The second type of isotope distribution, fragment isotope distributions, arise from more than just the elemental composition of the molecule. During the isolation and fragmentation of an individual precursor isotopic peak, each precursor in the population has the same number of neutrons, but the locations of the extra neutrons vary. Consequently, the isotope distribution of a fragment depends on the stochastic arrangement of neutrons within the precursor. The isotope distribution of a specific fragment is governed by the probabilities of extra neutrons residing in the given fragment versus its complementary fragment. Isolating multiple precursor isotopic peaks adds further complexity, as the resultant fragment isotope distributions are linear combinations of the fragment isotope distributions stemming from individual precursor peaks. Conveniently, isolation of the complete isotopic distribution creates fragments whose distributions are equivalent to the fragment’s natural isotope distribution. For the case where the elemental composition of the precursor and
fragment are known, and only a single precursor isotopic peak was fragmented, software has been developed to calculate the theoretical fragment isotope distribution (Ramaley and Herrera, 2008). Unfortunately, utilization of this method has been minimal (Rockwood and Palmblad, 2013). Extending the framework to handle the fragmentation of multiple precursor isotopic peaks, as well as providing a method to approximate fragment isotope distributions will increase its utility and range of applications. Such opportunities exist in the pre-processing of MS2 spectra of unknown elemental compositions, whose methods often rely upon approximate precursor isotope distributions (Carvalho et al., 2009; Xiao et al., 2015; Chen et al., 2006; Horn et al., 2000; Zabrouskov et al., 2005; Liu, 2011; Kou et al., 2014; Yuan et al., 2011; Mechtler, 2016).

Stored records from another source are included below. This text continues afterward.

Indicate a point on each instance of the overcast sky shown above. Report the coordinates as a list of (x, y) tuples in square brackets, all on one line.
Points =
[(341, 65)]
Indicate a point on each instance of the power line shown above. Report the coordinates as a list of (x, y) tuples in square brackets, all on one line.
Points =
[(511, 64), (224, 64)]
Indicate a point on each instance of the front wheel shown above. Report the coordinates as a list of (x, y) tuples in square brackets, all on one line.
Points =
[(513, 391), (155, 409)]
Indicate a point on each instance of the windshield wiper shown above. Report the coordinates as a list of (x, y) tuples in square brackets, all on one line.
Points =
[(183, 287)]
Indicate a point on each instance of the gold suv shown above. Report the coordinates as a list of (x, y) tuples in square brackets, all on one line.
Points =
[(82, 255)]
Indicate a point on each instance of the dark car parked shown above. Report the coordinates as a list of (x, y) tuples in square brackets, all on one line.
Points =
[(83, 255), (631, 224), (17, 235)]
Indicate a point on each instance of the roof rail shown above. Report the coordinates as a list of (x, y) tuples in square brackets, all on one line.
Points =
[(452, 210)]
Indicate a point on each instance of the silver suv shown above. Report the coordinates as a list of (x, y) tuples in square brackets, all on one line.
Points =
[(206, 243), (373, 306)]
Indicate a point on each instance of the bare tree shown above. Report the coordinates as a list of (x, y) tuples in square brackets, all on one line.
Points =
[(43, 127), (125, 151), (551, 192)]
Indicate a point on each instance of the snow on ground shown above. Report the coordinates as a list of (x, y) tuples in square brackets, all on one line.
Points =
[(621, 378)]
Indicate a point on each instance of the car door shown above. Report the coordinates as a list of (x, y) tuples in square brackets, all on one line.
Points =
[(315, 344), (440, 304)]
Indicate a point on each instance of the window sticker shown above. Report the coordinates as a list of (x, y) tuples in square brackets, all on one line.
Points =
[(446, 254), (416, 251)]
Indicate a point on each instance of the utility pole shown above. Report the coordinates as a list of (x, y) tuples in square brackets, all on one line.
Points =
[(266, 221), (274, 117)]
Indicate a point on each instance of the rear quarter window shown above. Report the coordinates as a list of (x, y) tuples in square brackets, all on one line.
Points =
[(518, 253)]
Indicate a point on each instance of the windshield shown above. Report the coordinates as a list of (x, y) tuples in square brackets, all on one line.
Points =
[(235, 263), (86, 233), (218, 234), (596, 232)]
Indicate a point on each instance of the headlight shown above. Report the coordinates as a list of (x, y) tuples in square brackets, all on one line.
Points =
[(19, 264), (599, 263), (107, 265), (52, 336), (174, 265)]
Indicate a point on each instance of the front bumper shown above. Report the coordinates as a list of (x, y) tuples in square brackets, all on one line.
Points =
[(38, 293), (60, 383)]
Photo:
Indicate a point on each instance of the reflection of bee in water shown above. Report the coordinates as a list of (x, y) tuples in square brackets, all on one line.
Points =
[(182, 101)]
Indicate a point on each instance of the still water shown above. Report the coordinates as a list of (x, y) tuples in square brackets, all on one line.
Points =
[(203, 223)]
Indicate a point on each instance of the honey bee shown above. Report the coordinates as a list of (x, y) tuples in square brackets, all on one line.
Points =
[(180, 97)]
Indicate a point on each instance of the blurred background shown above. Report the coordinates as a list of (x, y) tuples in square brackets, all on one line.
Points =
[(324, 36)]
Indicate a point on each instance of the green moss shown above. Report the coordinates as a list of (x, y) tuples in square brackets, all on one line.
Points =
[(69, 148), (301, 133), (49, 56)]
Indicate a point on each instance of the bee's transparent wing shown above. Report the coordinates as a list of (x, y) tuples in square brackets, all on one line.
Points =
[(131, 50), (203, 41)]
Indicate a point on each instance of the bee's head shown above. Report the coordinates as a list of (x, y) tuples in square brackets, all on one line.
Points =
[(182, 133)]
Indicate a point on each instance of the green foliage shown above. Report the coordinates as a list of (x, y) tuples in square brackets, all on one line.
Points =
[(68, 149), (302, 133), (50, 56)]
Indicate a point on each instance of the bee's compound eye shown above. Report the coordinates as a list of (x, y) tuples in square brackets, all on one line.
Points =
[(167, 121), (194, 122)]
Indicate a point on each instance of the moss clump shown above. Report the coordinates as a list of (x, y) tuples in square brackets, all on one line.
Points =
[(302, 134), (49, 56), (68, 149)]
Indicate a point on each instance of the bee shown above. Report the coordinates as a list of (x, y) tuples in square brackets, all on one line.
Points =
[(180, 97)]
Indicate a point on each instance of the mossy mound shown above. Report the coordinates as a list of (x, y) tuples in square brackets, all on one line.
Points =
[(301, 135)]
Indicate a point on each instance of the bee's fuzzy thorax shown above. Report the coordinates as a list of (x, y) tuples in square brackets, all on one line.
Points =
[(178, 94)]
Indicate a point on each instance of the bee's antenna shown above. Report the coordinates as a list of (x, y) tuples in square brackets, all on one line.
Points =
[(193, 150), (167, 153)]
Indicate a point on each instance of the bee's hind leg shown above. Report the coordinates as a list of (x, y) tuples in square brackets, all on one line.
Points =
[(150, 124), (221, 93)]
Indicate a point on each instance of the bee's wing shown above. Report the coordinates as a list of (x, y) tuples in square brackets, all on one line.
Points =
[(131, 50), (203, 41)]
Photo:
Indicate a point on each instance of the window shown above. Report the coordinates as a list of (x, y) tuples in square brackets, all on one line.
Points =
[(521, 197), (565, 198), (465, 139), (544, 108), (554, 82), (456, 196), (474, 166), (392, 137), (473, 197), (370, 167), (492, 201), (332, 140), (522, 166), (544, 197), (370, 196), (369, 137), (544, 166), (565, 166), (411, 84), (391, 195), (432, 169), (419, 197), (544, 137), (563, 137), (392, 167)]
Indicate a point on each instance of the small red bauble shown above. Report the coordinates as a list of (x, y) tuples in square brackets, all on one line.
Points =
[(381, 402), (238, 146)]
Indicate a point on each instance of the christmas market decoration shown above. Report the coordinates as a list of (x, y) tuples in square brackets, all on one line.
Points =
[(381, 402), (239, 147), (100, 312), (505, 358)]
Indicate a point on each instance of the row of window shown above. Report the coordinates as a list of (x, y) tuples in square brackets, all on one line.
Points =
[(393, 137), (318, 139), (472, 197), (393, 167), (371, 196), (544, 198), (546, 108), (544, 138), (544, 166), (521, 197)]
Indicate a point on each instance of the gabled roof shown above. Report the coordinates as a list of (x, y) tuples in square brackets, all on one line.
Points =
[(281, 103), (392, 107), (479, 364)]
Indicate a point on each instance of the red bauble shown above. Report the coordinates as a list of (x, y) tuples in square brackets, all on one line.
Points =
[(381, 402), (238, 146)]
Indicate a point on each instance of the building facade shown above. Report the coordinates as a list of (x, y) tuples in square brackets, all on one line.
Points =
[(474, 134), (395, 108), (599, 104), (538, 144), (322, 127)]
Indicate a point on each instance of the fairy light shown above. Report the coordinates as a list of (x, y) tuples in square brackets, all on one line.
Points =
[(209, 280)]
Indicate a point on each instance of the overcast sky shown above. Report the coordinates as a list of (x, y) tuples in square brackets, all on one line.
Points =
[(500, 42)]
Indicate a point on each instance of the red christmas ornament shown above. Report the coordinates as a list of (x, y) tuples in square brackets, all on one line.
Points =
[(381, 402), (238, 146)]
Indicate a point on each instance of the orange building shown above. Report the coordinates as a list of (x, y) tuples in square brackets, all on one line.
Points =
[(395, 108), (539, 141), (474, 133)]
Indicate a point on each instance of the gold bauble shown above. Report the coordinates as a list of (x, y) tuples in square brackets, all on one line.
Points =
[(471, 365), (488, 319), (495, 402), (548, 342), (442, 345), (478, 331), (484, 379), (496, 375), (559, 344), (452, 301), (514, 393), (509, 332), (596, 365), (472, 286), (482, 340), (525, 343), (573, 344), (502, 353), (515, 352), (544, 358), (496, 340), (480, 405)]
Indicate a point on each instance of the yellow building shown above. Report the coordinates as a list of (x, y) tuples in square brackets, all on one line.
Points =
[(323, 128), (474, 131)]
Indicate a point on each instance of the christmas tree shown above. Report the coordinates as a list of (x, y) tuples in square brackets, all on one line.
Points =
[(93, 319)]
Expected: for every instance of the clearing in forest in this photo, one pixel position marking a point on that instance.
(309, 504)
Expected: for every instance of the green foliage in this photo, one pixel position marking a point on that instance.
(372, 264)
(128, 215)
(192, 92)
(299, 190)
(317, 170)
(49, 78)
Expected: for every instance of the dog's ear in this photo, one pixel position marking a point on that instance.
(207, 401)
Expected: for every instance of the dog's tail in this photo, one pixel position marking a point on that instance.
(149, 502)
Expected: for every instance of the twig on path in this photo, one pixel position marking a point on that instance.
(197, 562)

Here, I developed methods that approximate fragment isotope distributions when elemental compositions are not known. I re-derived the existing general framework for fragment isotope distributions of individual precursor isotopic peaks and then extended it for subsets of isotopes. Next, I incorporated the Averagine model within this framework in order to support biomolecules of unknown elemental compositions. Given that sulfurs have a large effect on the isotope distributions of small peptides, which are abundant in MS2 spectra, a I developed a sulfur-specific Averagine method and evaluated it on both precursors and fragments. Furthermore, I observed that individual precursor isotope probabilities followed a smooth non-linear pattern and summarized them with splines and used those splines in place of the Averagine model. I evaluated
the accuracy and speed of these onin silicodigested peptides, mass spectrometry experiments utilizing the
angiotensin I peptide, and in complex peptide mixtures from HeLa cells lysate.